Suddenly, several small droplets at the leaf margin of the Alchemilla drip and melt with the one completely transparent pearl in the center of the chalice, inviting me to dive deep into this magnifying lens of beauty. I immerse myself in its pure light.
There is nothing but a sense of pristine awareness. The clear liquid invites me to merge with it. I feel like I am being carried by the water.
My attention passes the convex surface, and I gaze at the detailed structure of the leaf below. Where is the loneliness? The deep sadness? Where is the unresolved hatred? Where is my fear of the ultimate authority, which has determined my life so far? The fear of death? My heart beats intensely, but I cannot find it. There is nothing but a sense of pristine awareness. The clear liquid invites me to merge with it. I feel like I am being carried by the water. My eyes watching. I dare myself to close my eyes.
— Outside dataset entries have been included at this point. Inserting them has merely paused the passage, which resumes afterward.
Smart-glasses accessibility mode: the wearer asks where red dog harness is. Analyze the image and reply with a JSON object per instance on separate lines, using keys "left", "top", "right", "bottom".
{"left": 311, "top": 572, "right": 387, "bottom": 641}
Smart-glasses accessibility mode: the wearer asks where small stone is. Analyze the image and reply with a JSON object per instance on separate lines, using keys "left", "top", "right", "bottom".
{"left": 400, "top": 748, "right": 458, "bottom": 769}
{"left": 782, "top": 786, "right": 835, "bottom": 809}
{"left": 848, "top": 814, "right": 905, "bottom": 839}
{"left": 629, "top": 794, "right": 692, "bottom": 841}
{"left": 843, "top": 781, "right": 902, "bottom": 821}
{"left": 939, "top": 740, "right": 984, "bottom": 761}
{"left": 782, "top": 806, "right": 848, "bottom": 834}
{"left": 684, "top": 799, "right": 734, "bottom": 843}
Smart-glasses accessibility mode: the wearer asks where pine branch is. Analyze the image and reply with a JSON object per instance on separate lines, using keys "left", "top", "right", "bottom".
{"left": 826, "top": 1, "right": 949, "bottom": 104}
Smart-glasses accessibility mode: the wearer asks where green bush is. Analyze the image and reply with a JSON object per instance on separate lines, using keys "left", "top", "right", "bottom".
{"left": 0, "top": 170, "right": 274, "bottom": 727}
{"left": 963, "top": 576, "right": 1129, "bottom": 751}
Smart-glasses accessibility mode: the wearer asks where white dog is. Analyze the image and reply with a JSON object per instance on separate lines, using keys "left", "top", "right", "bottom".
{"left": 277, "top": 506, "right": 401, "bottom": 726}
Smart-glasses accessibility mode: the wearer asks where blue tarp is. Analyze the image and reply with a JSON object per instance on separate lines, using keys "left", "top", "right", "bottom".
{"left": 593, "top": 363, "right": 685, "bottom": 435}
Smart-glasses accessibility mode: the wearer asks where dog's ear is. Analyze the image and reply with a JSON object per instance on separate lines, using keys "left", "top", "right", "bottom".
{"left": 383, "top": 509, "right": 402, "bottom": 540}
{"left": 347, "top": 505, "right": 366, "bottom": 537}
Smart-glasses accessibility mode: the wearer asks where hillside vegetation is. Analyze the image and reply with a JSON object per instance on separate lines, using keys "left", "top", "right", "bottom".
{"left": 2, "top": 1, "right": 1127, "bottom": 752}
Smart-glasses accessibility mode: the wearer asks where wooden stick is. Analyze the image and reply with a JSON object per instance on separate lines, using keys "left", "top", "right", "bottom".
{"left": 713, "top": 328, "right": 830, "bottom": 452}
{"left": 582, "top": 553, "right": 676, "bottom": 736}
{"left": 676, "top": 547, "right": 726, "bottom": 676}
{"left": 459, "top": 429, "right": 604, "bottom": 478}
In this purity, there is no threat, and so I surrender and dissolve.
Stillness. There is nothing but pure, deep joy in timeless stillness. All embracing love in infinite spaciousness. Me and everything around me is one heart beating. Everything near and far is connected. No difference and yet everything is differentiated.
In its crystal clarity, I retrieve the treasure and stow the preciousness into the heart’s basket of remembrance. I am embedded in eternal security and comfort. We all are.
While leaving this sacred space, I bow my head in deep gratefulness.